Vivimos muy deprisa. Los días se suceden sin apenas notar sus horas. Pasamos de una actividades a otras, de unas gentes a otras, de unos diálogos a otros, consumiendo la vida sin darnos cuenta que el tiempo avanza y la existencia se acorta.
Cierto es que por una parte está bien. Si los días pasan rápido es señal de que no son calamitosos para nosotros, de que los sucesos no son graves y de que estamos tan absortos en nuestras causas personales que cada día que pasa, vuela sin darnos cuenta.
La vida es corta, por larga que sea para algunos. El final es certero para todos e inexorable. Por eso, dentro de nuestra frenética y acelerada forma de vivirla, tenemos que hacer huecos para el disfrute propio. Espacios y tiempos que nos pertenezcan de verdad.

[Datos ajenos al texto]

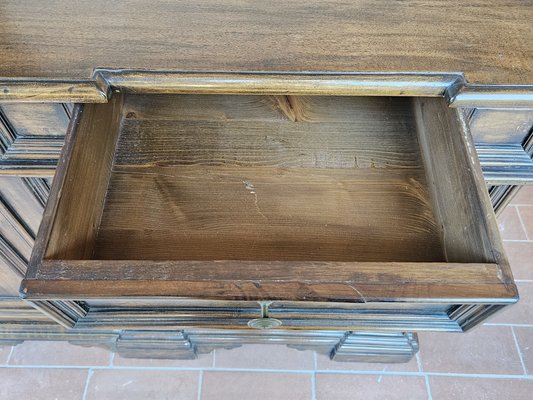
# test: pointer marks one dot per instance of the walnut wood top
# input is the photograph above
(59, 39)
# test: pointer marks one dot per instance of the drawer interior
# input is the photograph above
(233, 188)
(211, 177)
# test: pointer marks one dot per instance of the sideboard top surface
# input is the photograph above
(58, 39)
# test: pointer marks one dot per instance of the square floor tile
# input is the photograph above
(524, 337)
(221, 385)
(510, 225)
(526, 214)
(484, 350)
(133, 384)
(459, 388)
(58, 353)
(369, 387)
(324, 363)
(4, 354)
(521, 259)
(265, 357)
(524, 196)
(520, 313)
(203, 361)
(42, 383)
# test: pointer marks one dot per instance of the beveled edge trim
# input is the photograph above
(279, 83)
(105, 81)
(493, 96)
(354, 282)
(51, 91)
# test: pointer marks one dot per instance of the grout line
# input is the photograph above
(313, 377)
(522, 222)
(426, 377)
(9, 355)
(418, 363)
(428, 387)
(200, 383)
(285, 371)
(313, 385)
(519, 351)
(86, 388)
(112, 359)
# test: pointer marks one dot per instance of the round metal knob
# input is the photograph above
(264, 323)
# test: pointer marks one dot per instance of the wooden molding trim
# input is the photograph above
(104, 82)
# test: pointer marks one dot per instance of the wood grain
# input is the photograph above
(271, 185)
(84, 181)
(491, 45)
(266, 178)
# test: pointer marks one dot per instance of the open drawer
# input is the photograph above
(307, 201)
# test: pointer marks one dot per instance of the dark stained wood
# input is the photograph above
(85, 181)
(274, 184)
(60, 39)
(233, 177)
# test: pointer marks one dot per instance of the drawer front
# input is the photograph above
(500, 127)
(31, 137)
(353, 185)
(22, 202)
(504, 143)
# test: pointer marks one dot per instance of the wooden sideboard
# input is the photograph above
(320, 175)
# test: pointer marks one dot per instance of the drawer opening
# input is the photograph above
(155, 187)
(267, 178)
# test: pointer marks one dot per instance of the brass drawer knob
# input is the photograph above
(265, 322)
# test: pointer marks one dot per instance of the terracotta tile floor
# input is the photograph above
(494, 361)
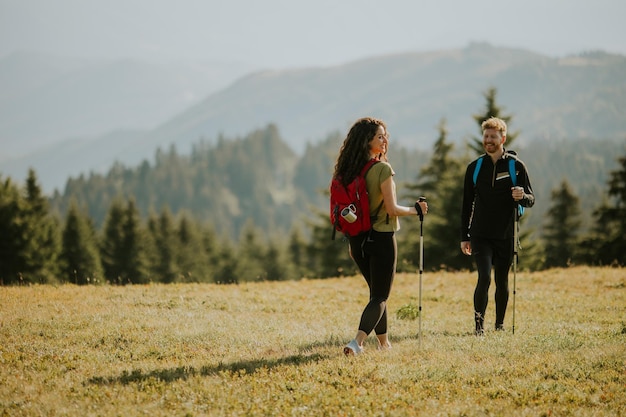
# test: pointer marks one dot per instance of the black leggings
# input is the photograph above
(499, 254)
(375, 254)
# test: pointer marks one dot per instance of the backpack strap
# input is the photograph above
(512, 172)
(479, 163)
(364, 172)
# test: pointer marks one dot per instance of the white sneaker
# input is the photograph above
(352, 348)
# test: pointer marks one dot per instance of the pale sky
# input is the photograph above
(296, 33)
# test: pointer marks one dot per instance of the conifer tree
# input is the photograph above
(13, 233)
(561, 227)
(606, 244)
(43, 244)
(80, 257)
(111, 243)
(195, 246)
(164, 265)
(134, 260)
(441, 182)
(226, 268)
(296, 253)
(275, 264)
(125, 245)
(250, 254)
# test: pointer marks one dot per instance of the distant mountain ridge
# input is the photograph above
(47, 99)
(574, 97)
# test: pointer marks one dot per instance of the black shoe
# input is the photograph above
(478, 318)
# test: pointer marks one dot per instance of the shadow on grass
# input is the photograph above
(184, 372)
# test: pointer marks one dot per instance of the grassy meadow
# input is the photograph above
(275, 348)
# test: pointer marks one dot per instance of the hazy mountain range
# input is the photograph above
(64, 117)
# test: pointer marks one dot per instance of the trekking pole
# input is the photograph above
(421, 270)
(515, 255)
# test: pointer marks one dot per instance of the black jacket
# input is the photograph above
(488, 209)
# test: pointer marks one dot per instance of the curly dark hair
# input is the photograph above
(355, 152)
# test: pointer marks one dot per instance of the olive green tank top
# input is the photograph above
(374, 178)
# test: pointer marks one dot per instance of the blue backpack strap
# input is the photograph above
(479, 163)
(512, 172)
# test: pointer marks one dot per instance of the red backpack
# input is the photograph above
(349, 205)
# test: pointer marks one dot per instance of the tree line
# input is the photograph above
(249, 209)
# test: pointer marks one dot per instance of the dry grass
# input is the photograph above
(275, 349)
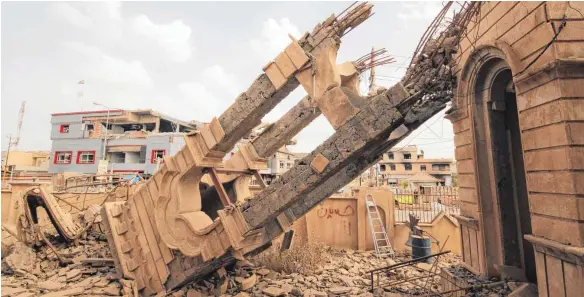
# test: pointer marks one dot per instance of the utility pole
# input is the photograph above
(372, 74)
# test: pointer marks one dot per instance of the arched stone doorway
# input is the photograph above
(502, 187)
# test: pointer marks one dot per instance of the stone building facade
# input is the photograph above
(519, 135)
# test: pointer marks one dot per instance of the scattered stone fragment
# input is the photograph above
(9, 291)
(51, 285)
(193, 293)
(424, 266)
(263, 272)
(69, 292)
(247, 283)
(73, 274)
(339, 290)
(21, 257)
(314, 293)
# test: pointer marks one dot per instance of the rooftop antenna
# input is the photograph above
(16, 140)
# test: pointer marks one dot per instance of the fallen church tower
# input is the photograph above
(196, 215)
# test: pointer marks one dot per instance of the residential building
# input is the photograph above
(403, 163)
(25, 166)
(128, 141)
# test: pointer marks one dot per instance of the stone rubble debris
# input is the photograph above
(341, 273)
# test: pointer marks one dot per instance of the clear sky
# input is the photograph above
(188, 60)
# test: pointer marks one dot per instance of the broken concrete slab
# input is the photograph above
(525, 290)
(21, 257)
(51, 285)
(10, 291)
(273, 291)
(69, 292)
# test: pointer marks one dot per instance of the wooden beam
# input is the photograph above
(219, 186)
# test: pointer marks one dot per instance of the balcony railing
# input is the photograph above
(425, 203)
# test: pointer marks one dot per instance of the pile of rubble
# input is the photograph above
(344, 273)
(36, 272)
(30, 271)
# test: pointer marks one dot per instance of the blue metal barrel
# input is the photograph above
(421, 247)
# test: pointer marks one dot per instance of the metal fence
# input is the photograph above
(425, 202)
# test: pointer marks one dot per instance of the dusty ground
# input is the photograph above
(306, 270)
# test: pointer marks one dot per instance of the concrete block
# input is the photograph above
(555, 276)
(464, 152)
(559, 206)
(463, 138)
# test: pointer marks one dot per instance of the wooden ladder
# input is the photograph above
(380, 241)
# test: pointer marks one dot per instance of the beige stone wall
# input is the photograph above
(550, 99)
(23, 158)
(343, 222)
(441, 228)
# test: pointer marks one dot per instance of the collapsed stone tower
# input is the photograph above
(196, 214)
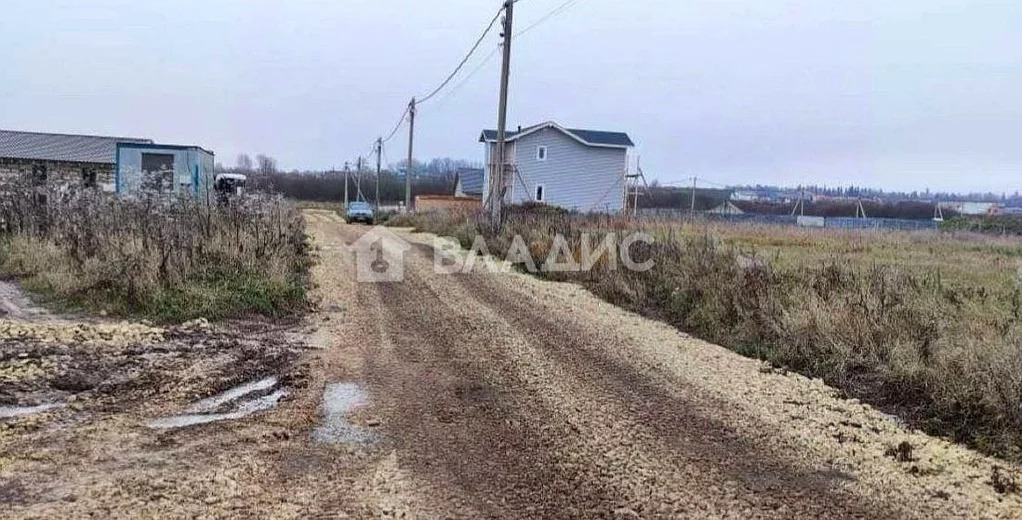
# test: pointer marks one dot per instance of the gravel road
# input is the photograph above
(500, 396)
(506, 396)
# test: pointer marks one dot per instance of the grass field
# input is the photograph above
(925, 325)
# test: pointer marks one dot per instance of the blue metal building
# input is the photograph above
(165, 168)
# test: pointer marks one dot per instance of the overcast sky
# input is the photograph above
(903, 94)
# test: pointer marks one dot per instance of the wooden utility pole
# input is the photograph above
(358, 182)
(379, 152)
(345, 185)
(408, 169)
(692, 208)
(497, 183)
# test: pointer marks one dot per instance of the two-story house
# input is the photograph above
(581, 170)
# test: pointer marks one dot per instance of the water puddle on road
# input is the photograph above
(12, 412)
(202, 412)
(339, 399)
(210, 405)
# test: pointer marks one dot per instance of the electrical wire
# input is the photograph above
(464, 60)
(559, 9)
(447, 95)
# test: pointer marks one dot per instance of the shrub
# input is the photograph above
(163, 256)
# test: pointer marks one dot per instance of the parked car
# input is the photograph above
(361, 211)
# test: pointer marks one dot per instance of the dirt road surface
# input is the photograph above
(497, 396)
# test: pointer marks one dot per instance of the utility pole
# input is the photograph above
(358, 182)
(408, 170)
(345, 185)
(497, 184)
(379, 152)
(692, 208)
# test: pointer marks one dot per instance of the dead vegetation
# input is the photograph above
(942, 351)
(164, 256)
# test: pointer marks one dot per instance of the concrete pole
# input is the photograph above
(379, 152)
(497, 184)
(408, 170)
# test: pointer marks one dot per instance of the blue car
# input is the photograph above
(361, 211)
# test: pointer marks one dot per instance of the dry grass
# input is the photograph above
(925, 325)
(166, 257)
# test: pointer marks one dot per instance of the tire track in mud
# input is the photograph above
(696, 438)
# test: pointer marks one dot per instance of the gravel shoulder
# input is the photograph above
(490, 396)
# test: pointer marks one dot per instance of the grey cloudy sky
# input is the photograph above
(896, 94)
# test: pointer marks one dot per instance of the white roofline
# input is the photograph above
(550, 124)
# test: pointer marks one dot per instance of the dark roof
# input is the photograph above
(39, 146)
(471, 180)
(591, 137)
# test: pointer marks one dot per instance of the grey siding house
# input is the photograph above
(579, 170)
(468, 183)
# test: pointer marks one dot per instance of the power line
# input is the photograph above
(559, 9)
(464, 60)
(465, 80)
(398, 126)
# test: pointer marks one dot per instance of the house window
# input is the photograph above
(157, 172)
(89, 177)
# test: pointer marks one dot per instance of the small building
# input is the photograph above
(744, 196)
(468, 182)
(164, 168)
(726, 207)
(60, 158)
(579, 170)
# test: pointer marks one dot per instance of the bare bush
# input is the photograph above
(154, 253)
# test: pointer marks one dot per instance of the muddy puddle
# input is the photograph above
(228, 406)
(339, 400)
(12, 412)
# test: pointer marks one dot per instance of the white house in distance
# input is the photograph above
(581, 170)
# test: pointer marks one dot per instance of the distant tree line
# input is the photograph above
(705, 199)
(1010, 199)
(329, 186)
(910, 209)
(433, 177)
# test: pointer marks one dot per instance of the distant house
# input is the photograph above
(582, 170)
(727, 207)
(60, 158)
(468, 182)
(745, 196)
(973, 208)
(165, 168)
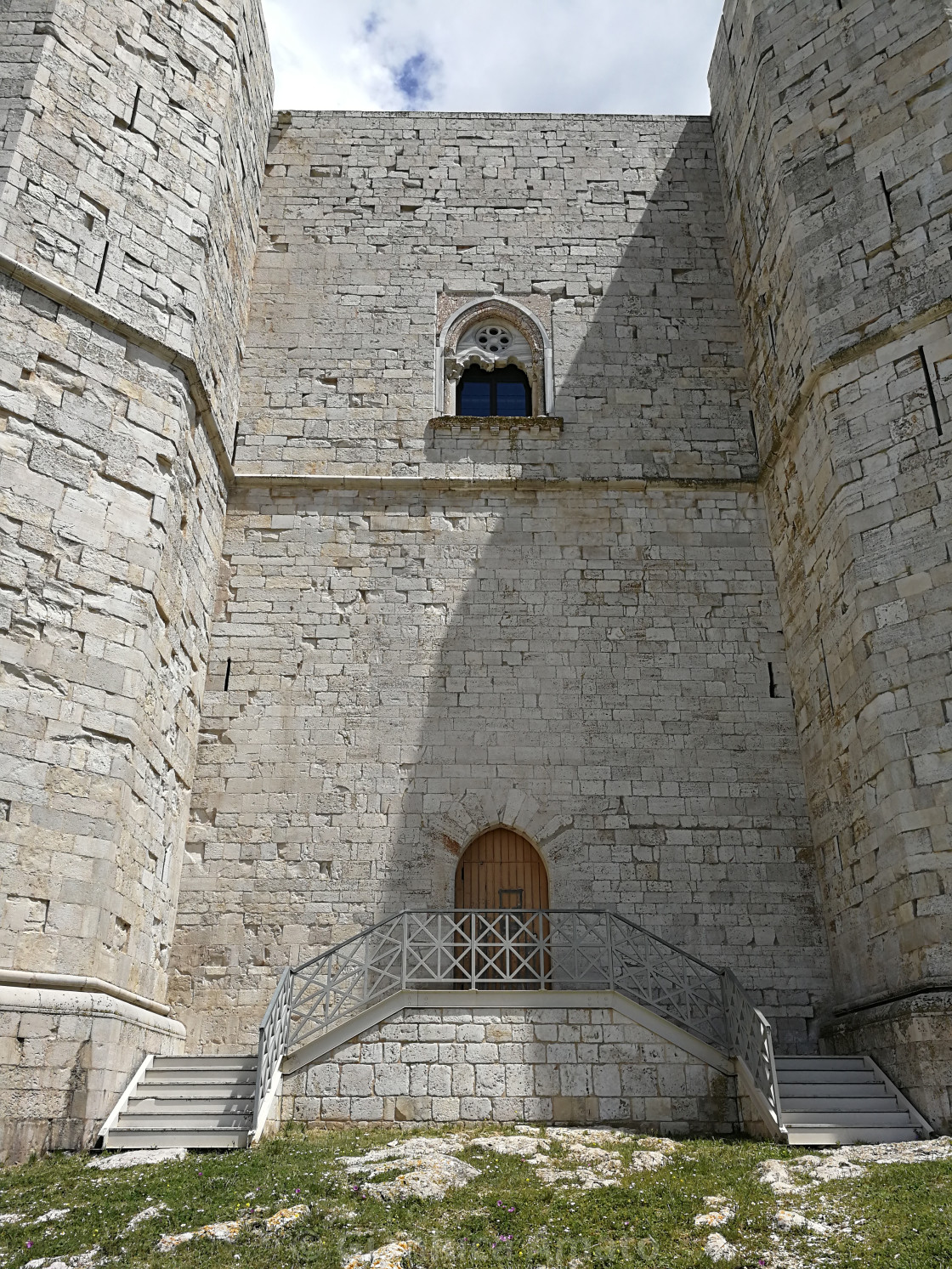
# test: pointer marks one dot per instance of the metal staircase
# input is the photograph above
(838, 1101)
(195, 1102)
(226, 1102)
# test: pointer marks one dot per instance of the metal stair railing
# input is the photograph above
(541, 949)
(272, 1047)
(751, 1043)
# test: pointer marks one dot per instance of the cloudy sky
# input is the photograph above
(640, 56)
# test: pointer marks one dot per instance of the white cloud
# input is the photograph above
(627, 56)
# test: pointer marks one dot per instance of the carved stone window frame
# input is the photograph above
(508, 313)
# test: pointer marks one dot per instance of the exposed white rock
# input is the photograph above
(432, 1168)
(228, 1231)
(716, 1219)
(391, 1255)
(146, 1215)
(524, 1146)
(718, 1249)
(138, 1158)
(82, 1261)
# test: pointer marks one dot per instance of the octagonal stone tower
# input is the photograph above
(831, 122)
(133, 142)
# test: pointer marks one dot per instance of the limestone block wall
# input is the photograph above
(66, 1057)
(609, 229)
(513, 1065)
(133, 156)
(833, 135)
(112, 510)
(406, 668)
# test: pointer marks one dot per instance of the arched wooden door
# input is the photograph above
(501, 870)
(502, 883)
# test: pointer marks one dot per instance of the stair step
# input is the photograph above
(828, 1078)
(808, 1061)
(838, 1102)
(198, 1079)
(187, 1121)
(206, 1063)
(152, 1138)
(188, 1106)
(815, 1136)
(847, 1119)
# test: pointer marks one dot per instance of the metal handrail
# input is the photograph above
(751, 1043)
(272, 1045)
(536, 949)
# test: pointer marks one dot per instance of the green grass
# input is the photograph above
(504, 1219)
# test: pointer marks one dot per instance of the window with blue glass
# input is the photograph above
(488, 394)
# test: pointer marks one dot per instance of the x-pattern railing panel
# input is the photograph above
(528, 949)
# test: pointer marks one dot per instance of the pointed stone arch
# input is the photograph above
(502, 870)
(530, 352)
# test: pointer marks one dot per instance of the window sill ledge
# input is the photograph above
(496, 422)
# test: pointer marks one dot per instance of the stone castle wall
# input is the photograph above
(408, 668)
(836, 159)
(609, 229)
(513, 1065)
(628, 630)
(553, 628)
(128, 247)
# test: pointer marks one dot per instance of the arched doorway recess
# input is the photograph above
(501, 886)
(502, 870)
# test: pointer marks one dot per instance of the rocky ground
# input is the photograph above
(518, 1198)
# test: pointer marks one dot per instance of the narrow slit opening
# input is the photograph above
(931, 390)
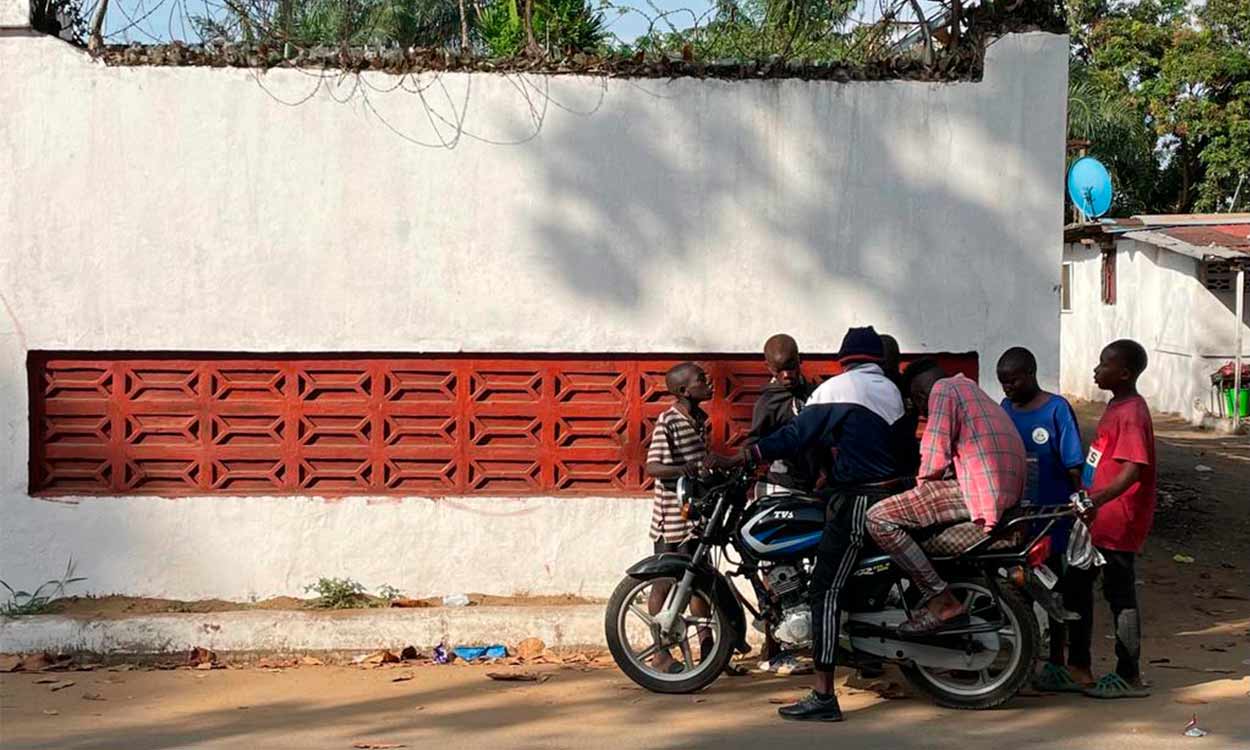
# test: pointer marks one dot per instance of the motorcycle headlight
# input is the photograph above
(685, 489)
(688, 495)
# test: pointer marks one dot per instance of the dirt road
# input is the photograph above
(331, 708)
(1196, 646)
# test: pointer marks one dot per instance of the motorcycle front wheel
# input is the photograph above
(686, 661)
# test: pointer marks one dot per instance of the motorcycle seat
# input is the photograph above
(958, 538)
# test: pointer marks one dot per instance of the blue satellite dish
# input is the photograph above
(1089, 185)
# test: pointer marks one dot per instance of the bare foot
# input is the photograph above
(945, 606)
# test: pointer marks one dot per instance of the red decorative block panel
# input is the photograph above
(369, 425)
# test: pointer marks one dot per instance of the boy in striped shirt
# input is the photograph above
(679, 444)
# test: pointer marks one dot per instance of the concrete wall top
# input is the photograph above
(14, 14)
(204, 209)
(211, 209)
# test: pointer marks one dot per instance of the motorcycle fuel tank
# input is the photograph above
(784, 526)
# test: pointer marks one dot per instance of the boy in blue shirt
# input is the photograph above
(1048, 426)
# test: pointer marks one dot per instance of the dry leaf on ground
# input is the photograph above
(519, 676)
(200, 655)
(379, 658)
(530, 648)
(36, 661)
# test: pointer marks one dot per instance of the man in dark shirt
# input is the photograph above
(855, 429)
(780, 401)
(905, 430)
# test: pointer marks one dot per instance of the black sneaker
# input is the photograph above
(813, 708)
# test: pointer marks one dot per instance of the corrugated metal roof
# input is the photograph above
(1224, 236)
(1234, 236)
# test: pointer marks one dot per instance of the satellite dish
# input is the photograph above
(1089, 185)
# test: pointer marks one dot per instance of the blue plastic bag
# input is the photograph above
(475, 653)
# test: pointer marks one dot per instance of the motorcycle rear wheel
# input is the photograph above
(628, 620)
(955, 689)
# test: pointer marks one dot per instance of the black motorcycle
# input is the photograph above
(674, 623)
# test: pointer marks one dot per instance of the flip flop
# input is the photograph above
(1113, 686)
(1056, 679)
(925, 623)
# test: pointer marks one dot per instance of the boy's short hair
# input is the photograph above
(679, 375)
(1131, 354)
(1018, 358)
(916, 369)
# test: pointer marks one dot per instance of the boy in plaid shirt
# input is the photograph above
(968, 433)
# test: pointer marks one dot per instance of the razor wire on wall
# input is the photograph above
(931, 39)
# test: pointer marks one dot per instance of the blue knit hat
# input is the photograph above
(861, 345)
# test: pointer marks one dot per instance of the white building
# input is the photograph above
(258, 329)
(1169, 283)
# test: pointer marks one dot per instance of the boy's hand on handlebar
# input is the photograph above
(1083, 505)
(719, 461)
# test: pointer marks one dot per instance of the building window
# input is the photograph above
(1220, 275)
(1065, 289)
(1109, 276)
(195, 424)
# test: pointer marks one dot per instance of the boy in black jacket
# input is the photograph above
(778, 404)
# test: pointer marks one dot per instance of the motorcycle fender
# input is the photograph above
(675, 565)
(923, 654)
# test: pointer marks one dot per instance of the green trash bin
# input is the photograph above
(1243, 408)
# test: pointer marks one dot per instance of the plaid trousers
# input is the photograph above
(891, 521)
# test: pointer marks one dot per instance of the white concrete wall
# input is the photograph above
(191, 209)
(14, 14)
(1160, 303)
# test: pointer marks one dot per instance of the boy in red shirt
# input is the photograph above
(1120, 478)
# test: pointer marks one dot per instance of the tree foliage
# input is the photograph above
(494, 26)
(1163, 93)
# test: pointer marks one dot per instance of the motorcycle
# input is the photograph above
(674, 621)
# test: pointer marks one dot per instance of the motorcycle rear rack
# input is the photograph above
(866, 630)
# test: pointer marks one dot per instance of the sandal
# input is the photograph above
(924, 623)
(1113, 686)
(1056, 679)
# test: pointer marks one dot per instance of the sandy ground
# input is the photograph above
(101, 608)
(1196, 649)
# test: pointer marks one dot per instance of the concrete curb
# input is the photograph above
(284, 631)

Momentos que podamos absorber como únicos e intransferibles y que, de algún modo, suavicen la vorágine que nos devora y que, como un verdugo sin escrúpulos, nos arrebata lo nuestro.
Si sientes que estás dentro de esta espiral centrípeta en la que no te encuentras a ti, salvo como sujeto de trabajo y empeños que no te permiten encontrarte con el bienestar, haz una parada inmediata. Obsérvate desde fuera, haz una valoración rápida de tu día a día. Resuelve darte la oportunidad de rescatar de ellos algo solo tuyo. Todo cambiará después y hasta el agobio de las obligaciones urgentes será suavizado por la esperanza de volver a tener esos momentos de serenidad y placer en cualquier cosa, actividad o persona en que lo encuentres.